La salariée verse également l’attestation de madame [R] faisant état des propos moqueurs et négatifs qu’auraient tenus mesdames [J] et [F] à l’égard de madame [K], et d’avoir vu pleurer celle-ci plusieurs fois sachant que madame [R] déclare avoir travaillé en tant qu’intérimaire sur le site et ne donne aucune date sur les faits qu’elle invoque. Madame [K] verse également une attestation de madame [H], intérimaire de mai 2010 à avril 2011 évoquant également des moqueries et des pleurs.

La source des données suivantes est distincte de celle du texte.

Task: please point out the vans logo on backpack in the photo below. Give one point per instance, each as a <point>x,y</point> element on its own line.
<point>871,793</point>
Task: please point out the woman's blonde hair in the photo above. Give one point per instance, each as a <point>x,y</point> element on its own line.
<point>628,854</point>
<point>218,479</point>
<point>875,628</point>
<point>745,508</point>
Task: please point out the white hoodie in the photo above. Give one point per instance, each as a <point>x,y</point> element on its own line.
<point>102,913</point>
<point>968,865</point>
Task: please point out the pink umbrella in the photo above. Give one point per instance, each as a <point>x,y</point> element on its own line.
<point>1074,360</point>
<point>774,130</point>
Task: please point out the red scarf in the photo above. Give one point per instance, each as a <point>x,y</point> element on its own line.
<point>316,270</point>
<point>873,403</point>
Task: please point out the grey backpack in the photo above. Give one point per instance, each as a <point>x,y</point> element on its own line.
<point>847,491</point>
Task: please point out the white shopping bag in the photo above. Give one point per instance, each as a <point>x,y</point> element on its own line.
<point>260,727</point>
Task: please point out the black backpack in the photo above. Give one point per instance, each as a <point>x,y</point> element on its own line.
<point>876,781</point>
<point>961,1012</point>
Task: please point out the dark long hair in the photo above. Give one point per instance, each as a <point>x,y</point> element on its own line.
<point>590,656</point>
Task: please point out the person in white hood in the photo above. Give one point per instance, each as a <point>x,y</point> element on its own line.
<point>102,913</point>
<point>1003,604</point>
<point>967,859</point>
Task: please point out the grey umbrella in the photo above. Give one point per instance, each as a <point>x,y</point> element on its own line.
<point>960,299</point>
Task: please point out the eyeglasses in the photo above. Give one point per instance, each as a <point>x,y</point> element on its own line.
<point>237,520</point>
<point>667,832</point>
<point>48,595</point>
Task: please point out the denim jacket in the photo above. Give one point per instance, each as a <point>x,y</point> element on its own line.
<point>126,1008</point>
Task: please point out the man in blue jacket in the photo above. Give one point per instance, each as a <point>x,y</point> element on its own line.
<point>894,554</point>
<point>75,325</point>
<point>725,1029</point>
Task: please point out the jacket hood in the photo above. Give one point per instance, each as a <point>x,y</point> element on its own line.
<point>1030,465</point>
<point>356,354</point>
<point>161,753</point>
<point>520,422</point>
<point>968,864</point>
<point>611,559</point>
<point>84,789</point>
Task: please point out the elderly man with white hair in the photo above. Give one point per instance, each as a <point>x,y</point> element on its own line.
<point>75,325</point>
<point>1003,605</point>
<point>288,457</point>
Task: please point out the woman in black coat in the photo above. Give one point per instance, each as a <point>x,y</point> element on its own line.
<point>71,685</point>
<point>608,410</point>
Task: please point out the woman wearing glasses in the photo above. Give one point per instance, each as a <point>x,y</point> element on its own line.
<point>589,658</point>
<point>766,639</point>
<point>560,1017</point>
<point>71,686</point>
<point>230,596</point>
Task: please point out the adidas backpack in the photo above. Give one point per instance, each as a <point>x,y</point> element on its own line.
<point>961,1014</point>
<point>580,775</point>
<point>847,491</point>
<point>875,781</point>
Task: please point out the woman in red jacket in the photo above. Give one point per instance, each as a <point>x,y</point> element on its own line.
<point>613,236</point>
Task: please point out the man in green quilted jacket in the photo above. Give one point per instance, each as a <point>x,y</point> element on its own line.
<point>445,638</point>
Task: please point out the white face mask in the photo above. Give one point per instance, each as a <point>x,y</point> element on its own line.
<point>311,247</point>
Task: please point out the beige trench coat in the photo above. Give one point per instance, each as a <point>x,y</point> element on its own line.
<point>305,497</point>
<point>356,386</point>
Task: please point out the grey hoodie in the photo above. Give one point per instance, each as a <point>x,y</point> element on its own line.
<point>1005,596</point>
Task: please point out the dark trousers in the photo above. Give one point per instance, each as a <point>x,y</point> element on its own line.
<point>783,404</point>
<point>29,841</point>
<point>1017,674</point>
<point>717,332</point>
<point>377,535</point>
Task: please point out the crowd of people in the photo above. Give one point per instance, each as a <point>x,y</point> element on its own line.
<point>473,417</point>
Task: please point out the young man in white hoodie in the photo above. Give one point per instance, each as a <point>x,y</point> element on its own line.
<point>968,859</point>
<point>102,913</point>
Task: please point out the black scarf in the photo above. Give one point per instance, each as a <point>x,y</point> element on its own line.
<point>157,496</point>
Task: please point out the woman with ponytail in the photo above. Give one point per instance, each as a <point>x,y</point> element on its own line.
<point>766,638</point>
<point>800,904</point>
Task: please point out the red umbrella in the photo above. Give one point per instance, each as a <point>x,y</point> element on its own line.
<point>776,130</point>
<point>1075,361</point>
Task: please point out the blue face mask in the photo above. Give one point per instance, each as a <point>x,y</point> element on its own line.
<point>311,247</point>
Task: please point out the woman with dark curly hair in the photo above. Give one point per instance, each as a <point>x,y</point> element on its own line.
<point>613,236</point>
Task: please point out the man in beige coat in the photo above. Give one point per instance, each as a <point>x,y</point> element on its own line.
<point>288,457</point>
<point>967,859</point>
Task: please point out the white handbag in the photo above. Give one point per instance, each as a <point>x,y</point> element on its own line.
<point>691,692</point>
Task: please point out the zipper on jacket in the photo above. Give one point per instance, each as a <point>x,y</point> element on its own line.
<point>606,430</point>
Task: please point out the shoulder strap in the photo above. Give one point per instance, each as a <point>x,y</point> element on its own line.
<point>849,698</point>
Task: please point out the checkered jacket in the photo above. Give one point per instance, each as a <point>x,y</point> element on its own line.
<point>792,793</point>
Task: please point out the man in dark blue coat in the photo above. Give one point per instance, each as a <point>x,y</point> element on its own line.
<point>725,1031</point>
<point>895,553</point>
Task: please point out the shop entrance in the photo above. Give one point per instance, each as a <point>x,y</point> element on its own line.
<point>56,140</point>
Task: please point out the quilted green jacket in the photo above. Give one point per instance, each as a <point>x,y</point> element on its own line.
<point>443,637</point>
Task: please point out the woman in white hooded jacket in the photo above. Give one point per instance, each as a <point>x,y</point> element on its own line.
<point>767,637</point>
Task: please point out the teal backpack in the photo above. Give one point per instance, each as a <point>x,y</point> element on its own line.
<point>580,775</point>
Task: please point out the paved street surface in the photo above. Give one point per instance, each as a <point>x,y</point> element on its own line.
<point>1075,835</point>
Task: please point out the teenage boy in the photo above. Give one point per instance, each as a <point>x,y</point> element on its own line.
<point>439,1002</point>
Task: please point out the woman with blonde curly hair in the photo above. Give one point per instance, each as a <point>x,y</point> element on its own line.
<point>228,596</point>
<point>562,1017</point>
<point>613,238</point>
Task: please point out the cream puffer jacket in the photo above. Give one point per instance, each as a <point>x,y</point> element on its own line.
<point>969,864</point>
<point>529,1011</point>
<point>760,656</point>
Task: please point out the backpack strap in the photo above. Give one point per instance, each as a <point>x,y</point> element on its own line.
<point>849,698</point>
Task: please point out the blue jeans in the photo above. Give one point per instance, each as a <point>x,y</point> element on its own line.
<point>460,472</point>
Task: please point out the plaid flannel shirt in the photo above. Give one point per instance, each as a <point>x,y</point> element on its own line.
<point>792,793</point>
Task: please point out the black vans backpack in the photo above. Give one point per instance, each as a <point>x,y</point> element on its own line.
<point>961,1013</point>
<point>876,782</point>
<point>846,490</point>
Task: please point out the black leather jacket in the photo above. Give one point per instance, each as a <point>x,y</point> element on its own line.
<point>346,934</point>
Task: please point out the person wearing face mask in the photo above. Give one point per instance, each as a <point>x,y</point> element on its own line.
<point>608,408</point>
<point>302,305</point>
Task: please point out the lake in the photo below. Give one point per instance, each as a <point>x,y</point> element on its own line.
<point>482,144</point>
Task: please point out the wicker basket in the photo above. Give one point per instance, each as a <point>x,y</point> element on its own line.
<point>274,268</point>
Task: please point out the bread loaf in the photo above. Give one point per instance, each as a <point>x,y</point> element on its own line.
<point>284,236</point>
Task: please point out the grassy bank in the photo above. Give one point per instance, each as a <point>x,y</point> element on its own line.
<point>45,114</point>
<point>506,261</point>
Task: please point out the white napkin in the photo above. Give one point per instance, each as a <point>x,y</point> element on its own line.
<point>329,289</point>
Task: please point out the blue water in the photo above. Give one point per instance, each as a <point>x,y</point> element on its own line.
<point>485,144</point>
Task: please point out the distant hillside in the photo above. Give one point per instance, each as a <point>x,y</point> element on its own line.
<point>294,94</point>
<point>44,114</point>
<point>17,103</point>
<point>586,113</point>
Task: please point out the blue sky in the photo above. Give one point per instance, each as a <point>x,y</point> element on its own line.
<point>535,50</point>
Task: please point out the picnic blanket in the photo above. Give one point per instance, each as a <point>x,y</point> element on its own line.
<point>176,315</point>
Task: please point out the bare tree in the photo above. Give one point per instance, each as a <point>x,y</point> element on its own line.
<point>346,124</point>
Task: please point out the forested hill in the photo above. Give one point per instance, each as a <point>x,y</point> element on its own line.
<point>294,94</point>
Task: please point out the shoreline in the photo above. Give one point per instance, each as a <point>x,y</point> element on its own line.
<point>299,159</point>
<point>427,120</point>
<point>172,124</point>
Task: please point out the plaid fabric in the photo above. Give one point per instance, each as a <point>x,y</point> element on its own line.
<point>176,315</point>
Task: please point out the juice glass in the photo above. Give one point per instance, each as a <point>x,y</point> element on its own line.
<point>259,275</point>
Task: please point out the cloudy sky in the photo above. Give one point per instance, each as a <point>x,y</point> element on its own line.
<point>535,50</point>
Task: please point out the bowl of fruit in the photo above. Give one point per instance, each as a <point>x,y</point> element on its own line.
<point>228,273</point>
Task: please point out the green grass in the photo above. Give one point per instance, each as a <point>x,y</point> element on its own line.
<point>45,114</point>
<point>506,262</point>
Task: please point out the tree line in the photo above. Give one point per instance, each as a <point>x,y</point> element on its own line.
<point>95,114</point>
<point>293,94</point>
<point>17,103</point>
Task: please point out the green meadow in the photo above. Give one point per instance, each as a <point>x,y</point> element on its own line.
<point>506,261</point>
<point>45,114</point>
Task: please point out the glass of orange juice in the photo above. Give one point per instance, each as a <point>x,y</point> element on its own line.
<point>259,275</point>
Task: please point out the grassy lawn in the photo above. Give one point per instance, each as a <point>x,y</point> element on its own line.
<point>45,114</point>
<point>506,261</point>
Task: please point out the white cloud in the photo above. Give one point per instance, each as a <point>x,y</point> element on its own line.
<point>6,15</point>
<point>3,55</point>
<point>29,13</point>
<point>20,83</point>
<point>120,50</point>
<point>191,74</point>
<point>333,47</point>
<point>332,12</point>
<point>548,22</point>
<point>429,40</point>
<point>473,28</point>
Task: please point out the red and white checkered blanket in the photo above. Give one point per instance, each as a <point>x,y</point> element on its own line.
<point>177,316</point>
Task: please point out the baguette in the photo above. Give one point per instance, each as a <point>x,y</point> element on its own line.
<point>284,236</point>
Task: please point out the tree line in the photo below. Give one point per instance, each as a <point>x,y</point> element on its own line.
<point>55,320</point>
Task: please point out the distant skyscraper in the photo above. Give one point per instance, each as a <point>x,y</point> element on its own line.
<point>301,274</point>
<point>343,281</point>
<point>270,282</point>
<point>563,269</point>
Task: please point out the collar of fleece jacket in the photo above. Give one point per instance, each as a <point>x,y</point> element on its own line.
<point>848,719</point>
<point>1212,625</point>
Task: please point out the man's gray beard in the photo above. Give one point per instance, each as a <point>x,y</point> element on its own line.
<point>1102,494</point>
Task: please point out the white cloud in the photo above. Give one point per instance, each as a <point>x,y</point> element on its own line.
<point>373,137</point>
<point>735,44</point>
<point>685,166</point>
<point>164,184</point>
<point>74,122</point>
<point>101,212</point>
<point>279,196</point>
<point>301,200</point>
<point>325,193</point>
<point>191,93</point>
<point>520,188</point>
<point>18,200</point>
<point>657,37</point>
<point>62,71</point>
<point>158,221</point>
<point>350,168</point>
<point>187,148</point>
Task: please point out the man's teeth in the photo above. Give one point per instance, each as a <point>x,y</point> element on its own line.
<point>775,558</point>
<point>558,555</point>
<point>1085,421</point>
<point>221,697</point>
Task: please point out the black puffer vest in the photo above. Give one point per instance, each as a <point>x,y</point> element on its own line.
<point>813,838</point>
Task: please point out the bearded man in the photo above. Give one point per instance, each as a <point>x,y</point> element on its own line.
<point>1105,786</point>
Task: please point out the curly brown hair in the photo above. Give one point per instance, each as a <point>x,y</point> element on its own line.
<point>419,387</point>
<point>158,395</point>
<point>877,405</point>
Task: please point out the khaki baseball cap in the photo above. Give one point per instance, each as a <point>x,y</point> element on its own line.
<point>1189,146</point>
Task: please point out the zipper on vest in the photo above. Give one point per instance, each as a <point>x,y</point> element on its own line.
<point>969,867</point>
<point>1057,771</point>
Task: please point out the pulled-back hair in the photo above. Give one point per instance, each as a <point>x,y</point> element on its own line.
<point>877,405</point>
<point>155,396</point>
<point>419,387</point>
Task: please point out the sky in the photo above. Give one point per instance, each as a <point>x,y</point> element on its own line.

Ces deux attestations, trop imprécises et concernant des faits non datés ou datés d’avril 2010 ne peuvent établir la preuve d’agissements répétés ou des pressions qu’auraient subis la salariée.
Enfin, madame [K] verse aux débats ses arrêts maladie, son hospitalisation pour une tentative de suicide en mars 2009.
Comme l’a justement analysé le juge départiteur, aucun fait précis concernant la situation de madame [K] ne permet de faire présumer des faits de harcèlement moral subi par madame [K] au sein de la société Paulstra.
Il convient de conséquence de confirmer le jugement sur ce point.
PAR CES MOTIFS
La cour, statuant par arrêt contradictoire par mise à disposition au greffe de la cour, les parties ayant été préalablement avisées dans les conditions prévues par l’article 450 du code de procédure civile,
Confirme le jugement en toutes ses dispositions ;
Vu l’article 700 du code de procédure civile
Condamne madame [K] à verser à la société Paulstra la somme de 500 euros sur le fondement de l’article 700 du code de procédure civile ;
Déboute les parties du surplus de leurs demandes ;
Condamne la société Paulstra aux dépens de première instance et d’appel.